A província de Inhambane, no sul de Moçambique, registou um aumento no número de vítimas mortais e danos significativos após a passagem do ciclone tropical Gezani. Pelo menos quatro pessoas perderam a vida e 74 famílias, num total de 294 indivíduos, foram diretamente afetadas pelo fenómeno natural.

Impacto Humano e Geográfico
De acordo com o Instituto Nacional de Gestão e Redução do Risco de Desastres (INGD) em Inhambane, duas das quatro mortes ocorreram na cidade de Inhambane, causadas pela queda de coqueiros enquanto as pessoas procuravam refúgio. A terceira vítima foi um jovem de 20 anos no distrito da Massinga, que faleceu devido a descargas atmosféricas. Há ainda a confirmação de um ferido e a investigação de outro caso na capital provincial.

As famílias atingidas são maioritariamente dos distritos de Massinga, Morrumbene, Homoíne, Maxixe, Jangamo e da cidade de Inhambane. Contudo, os distritos de Govuro, Inhassoro, Mabote e Vilankulo, na zona norte da província, reportaram não ter sofrido impactos humanos ou em infraestruturas de grande relevância.
Danos Materiais Generalizados
O Gezani deixou um rasto de destruição material. No setor habitacional, 31 casas foram parcialmente danificadas e 33 ficaram totalmente destruídas. Infraestruturas públicas também não escaparam, com três unidades sanitárias e quatro escolas afetadas, impactando 30 professores e 693 alunos, além de 70 salas de aula e 35 blocos administrativos que sofreram danos.
O setor produtivo local também foi duramente atingido, com prejuízos em embarcações, tanques piscícolas e artes de pesca. Entre as principais infraestruturas públicas destruídas, destacam-se a rampa da ponte-cais da cidade de Inhambane e um posto policial em Massavana, no distrito de Jangamo.

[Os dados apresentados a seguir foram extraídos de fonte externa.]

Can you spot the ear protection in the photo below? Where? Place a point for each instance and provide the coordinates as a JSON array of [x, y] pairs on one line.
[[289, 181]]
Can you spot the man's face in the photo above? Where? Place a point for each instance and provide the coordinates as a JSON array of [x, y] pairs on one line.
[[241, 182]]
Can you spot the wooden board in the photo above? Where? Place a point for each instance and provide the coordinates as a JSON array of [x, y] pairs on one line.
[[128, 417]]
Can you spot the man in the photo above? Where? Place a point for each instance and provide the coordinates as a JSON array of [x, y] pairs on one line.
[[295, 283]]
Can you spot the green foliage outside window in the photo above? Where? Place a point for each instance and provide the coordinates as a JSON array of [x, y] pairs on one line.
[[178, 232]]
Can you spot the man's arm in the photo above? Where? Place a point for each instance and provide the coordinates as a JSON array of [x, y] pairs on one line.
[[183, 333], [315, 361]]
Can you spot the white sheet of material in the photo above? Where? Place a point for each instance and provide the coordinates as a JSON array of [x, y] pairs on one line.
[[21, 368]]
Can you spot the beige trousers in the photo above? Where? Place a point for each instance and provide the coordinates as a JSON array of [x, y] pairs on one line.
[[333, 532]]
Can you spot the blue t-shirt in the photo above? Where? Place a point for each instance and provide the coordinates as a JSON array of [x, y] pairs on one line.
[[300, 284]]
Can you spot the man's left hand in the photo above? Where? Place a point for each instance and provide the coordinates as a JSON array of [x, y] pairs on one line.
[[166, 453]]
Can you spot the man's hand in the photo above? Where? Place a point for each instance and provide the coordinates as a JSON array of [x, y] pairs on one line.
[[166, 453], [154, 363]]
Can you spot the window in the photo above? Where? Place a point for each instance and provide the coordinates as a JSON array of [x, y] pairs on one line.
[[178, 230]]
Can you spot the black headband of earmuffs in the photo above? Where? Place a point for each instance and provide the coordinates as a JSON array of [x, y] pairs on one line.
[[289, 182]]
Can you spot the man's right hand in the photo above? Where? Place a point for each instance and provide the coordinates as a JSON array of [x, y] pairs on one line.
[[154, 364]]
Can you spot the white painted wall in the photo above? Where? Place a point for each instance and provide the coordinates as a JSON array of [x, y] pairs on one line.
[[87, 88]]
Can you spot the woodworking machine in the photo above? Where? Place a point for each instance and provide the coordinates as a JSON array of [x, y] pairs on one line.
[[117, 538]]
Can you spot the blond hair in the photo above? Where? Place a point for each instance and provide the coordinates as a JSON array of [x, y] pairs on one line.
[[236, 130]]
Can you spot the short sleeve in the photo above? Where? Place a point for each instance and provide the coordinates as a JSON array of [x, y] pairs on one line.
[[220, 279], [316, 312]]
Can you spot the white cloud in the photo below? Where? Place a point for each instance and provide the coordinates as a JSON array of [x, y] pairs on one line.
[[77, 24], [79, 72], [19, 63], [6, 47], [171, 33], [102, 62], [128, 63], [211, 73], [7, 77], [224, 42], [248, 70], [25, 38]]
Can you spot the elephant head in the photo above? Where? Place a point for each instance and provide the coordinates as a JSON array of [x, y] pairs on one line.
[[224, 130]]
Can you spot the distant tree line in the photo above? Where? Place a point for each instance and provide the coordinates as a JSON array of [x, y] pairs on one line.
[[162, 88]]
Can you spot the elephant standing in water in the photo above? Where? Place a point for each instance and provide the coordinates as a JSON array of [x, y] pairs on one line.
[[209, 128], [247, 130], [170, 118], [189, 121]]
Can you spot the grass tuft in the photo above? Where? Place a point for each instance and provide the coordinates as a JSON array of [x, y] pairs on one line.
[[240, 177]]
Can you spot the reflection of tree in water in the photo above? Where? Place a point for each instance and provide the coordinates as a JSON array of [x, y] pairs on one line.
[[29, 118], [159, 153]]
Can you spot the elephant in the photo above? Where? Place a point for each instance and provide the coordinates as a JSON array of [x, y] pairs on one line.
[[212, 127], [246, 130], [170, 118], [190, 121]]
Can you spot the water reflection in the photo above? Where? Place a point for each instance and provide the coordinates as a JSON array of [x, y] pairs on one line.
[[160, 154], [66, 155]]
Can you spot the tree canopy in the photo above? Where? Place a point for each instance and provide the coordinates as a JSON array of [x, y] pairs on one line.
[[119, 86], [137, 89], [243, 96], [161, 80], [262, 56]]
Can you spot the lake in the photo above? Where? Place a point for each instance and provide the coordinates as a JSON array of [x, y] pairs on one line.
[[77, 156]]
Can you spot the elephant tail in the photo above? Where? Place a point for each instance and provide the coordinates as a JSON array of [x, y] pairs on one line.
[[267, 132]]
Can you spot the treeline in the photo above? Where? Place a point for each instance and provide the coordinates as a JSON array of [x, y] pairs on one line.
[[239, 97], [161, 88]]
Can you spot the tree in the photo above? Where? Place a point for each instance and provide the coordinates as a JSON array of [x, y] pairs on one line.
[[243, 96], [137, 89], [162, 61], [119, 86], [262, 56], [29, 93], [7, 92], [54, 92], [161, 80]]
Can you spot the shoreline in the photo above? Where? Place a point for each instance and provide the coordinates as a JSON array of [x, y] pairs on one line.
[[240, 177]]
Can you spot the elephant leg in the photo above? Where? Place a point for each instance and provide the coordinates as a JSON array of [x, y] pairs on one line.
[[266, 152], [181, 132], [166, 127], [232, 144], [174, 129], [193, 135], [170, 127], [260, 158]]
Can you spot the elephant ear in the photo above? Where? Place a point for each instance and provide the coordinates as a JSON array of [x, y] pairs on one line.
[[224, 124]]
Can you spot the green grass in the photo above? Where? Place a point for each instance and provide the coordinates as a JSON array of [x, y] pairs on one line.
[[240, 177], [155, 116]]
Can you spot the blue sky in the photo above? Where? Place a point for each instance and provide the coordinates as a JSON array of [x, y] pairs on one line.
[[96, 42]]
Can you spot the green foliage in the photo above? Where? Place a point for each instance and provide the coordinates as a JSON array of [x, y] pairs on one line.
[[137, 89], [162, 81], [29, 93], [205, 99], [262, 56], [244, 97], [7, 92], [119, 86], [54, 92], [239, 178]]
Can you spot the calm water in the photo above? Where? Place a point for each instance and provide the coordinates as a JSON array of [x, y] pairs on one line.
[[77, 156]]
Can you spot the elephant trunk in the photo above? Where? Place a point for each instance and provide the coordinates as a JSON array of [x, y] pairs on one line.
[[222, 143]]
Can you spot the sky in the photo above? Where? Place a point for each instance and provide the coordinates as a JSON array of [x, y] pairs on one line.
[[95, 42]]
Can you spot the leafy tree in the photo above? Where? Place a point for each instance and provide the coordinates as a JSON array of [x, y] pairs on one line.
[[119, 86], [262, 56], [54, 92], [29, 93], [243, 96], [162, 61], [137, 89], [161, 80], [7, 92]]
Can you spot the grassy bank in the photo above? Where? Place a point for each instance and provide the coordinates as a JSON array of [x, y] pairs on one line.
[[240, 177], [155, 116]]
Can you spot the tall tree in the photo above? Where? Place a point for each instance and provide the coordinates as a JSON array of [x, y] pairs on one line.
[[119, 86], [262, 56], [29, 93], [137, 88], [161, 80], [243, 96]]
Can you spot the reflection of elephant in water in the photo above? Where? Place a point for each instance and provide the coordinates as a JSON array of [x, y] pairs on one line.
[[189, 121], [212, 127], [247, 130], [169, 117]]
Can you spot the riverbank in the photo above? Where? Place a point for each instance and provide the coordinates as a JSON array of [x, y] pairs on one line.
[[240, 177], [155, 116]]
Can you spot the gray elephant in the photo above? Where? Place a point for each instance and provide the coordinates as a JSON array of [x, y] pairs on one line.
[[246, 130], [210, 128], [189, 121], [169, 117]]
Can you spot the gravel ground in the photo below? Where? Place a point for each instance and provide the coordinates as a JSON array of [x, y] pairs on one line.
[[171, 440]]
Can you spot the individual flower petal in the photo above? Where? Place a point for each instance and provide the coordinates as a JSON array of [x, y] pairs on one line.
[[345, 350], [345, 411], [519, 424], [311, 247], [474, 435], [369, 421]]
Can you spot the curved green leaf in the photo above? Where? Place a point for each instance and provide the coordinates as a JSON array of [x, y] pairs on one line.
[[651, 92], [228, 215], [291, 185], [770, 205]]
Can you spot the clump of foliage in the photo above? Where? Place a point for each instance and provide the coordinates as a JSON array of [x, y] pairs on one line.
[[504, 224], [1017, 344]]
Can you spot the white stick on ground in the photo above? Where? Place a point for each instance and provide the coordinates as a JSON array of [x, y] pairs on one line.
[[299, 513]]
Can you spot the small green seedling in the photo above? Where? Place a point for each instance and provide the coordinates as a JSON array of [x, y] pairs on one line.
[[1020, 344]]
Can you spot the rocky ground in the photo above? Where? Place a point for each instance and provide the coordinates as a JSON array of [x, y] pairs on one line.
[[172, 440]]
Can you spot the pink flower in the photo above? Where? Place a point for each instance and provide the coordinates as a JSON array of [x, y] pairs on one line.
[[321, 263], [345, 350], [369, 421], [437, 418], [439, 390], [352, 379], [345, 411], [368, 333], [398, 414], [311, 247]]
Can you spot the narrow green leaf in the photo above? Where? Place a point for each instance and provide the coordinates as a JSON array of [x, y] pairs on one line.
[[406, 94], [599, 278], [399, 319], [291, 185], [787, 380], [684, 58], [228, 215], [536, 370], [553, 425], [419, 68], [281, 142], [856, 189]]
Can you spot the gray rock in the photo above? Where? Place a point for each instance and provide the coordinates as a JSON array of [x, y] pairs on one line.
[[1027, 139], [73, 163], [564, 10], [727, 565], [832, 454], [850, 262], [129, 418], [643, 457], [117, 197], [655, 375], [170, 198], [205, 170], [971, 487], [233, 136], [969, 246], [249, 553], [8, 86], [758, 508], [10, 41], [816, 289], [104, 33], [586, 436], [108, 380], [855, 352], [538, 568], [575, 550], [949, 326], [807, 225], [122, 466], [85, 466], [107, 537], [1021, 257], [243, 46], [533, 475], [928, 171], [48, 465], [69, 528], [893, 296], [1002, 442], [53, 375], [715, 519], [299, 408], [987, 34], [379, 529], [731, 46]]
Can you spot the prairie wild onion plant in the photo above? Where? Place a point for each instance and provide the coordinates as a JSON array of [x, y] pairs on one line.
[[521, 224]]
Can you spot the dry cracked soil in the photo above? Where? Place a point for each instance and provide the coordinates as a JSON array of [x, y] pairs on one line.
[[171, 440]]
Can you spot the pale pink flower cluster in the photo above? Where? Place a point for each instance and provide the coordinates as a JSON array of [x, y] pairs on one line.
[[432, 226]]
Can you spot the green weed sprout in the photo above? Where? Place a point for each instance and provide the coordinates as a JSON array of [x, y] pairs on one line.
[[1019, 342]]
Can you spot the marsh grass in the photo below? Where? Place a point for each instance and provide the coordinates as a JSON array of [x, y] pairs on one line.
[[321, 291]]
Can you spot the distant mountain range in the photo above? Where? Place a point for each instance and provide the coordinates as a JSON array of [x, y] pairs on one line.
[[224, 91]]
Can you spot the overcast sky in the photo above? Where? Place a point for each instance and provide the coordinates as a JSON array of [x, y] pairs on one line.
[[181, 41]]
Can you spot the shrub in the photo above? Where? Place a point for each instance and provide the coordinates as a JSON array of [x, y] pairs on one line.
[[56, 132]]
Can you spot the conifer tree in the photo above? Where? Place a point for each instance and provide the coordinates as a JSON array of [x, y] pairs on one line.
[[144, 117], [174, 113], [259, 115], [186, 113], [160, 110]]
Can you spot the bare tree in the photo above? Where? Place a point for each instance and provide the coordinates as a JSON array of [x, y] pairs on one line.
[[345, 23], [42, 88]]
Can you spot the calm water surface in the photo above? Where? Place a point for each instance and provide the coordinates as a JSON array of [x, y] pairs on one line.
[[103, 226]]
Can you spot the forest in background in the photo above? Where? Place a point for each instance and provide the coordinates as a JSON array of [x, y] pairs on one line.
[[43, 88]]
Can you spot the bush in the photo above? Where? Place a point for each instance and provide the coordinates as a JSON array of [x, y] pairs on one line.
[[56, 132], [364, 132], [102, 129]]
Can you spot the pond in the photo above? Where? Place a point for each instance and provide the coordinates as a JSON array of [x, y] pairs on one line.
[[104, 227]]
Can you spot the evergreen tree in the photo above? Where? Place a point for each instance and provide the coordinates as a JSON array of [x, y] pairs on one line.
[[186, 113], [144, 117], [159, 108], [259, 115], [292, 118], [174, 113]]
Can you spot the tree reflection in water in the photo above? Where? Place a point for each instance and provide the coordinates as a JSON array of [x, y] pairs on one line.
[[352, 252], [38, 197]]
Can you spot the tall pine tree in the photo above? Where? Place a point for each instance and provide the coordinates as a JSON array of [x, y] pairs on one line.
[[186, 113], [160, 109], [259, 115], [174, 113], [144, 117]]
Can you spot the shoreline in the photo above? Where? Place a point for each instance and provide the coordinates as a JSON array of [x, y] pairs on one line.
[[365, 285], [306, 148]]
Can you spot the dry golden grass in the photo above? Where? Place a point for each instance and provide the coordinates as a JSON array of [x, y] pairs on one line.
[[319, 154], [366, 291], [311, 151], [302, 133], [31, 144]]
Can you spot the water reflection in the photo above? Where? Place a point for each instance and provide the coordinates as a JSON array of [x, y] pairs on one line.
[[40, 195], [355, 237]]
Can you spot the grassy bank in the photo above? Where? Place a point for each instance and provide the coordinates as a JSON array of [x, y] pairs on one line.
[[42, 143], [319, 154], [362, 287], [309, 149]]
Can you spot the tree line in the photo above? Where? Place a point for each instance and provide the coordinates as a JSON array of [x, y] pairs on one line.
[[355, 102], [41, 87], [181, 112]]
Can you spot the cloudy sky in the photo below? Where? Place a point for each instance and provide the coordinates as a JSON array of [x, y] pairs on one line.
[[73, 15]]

Intensidade do Ciclone e Perspetivas
O ciclone Gezani, que registou ventos médios de 200 km/h e rajadas de até 250 km/h, foi responsável pela destruição parcial e total de infraestruturas públicas e privadas, bem como pela queda de inúmeras árvores, conforme balanço preliminar.
Entretanto, o Instituto Nacional de Meteorologia (INAM) informou que o ciclone já começou a perder intensidade e deixou de representar perigo direto para Moçambique. No entanto, espera-se que continue a influenciar as condições meteorológicas, provocando temperaturas mais baixas na região sul do país.